Simplify expressions with units by combining and reducing quantities.

Applies SymPy’s quantity simplification to combine terms with compatible units and reduce complex unit expressions. Useful for cleaning up expressions with multiple unit terms or dimensional analysis.

Parameters

Name Type Description Default
expression Basic SymPy expression to simplify, typically containing multiple terms with units that can be combined or reduced. required
across_dimensions bool Whether to simplify across different dimensions (e.g., combine force and length into energy). When True, allows broader simplifications. Defaults to True. True
unit_system str Unit system for simplification, determines which base units to use. Options include “SI”, “CGS”, “imperial”. Defaults to “SI”. 'SI'
**kwargs Any Additional arguments passed to SymPy’s quantity_simplify: - across_dimensions: Override the across_dimensions parameter - unit_system: Override the unit_system parameter {}

Returns

Name Type Description
Basic Simplified SymPy expression with combined and reduced unit terms.

Examples

from keecas import symbols, u, pc, show_eqn

# Simplify expression with multiple force terms
F_1, F_2, F_total = symbols(r"F_1, F_2, F_{total}")

_p = {
    F_1: 100*u.kN,
    F_2: 50000*u.N,
}

_e = {
    F_total: "F_1 + F_2" | pc.parse_expr,
}

# Simplify combines terms with compatible units
_v = {
    k: v | pc.subs(_p | _e) | pc.quantity_simplify | pc.convert_to([u.kN]) | pc.N
    for k, v in _e.items()
}

show_eqn([_p | _e, _v])

\[\begin{align} F_{1} & = 100{\,}\text{kN} & \\[8pt] F_{2} & = 50000{\,}\text{N} & \\[8pt] F_{total} & = F_{1} + F_{2} & = 150.0{\,}\text{kN} \end{align}\]
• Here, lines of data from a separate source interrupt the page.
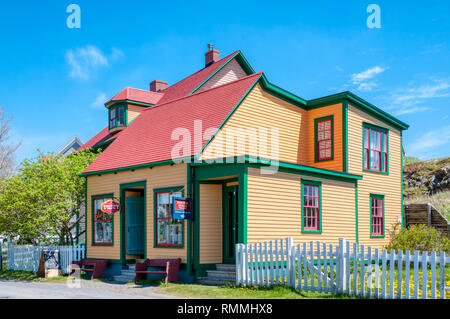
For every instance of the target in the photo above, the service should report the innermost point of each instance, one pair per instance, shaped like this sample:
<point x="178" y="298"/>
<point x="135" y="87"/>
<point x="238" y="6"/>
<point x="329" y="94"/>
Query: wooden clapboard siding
<point x="262" y="111"/>
<point x="230" y="72"/>
<point x="133" y="112"/>
<point x="336" y="111"/>
<point x="210" y="223"/>
<point x="274" y="208"/>
<point x="388" y="185"/>
<point x="157" y="177"/>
# Dimensional analysis with unit simplification
F, d, E = symbols(r"F, d, E")

_p = {
    F: 500*u.N,
    d: 2*u.m,
}

# Work (energy) from force and distance
_e = {
    E: "F * d" | pc.parse_expr,
}

# Simplify to base energy units
_v = {
    k: v | pc.subs(_p | _e) | pc.quantity_simplify | pc.convert_to([u.J]) | pc.N
    for k, v in _e.items()
}

show_eqn([_p | _e, _v])

\[\begin{align} F & = 500{\,}\text{N} & \\[8pt] d & = 2{\,}\text{m} & \\[8pt] E & = F{\,}d & = 1000.0{\,}\text{J} \end{align}\]

# Different unit systems
from sympy import sympify
from sympy.physics.units import newton, kilonewton

# Create expression with different unit prefixes
expr = 100*kilonewton + 5000*newton

# Simplify combines compatible units
result = expr | pc.quantity_simplify(unit_system="SI")
print(result)  # Combines to single unit
105000*newton

Notes

  • Combines terms with compatible units (e.g., kN + N -> kN)
  • Simplifies compound units to base units when appropriate
  • across_dimensions=True enables dimensional analysis simplifications
  • Works with both SI and other unit systems
  • May need convert_to() afterward to get desired output units

as_two_terms

as_two_terms(expression, as_mul=False)

Split expression into magnitude and units components.

Separates multiplicative expressions or matrices into two terms, typically magnitude and units for cleaner display.

Parameters

Name Type Description Default
expression Basic SymPy expression to split required
as_mul bool If True, return as unevaluated multiplication False

Returns

Name Type Description
Basic | tuple[Basic, Basic] Two-term tuple or unevaluated multiplication, depending on as_mul.
Basic | tuple[Basic, Basic] Returns original expression if splitting is not applicable.

Notes

For matrices, splits only if all elements share the same units.

as_Mul

as_Mul(expression)

Create unevaluated multiplication from tuple of expressions.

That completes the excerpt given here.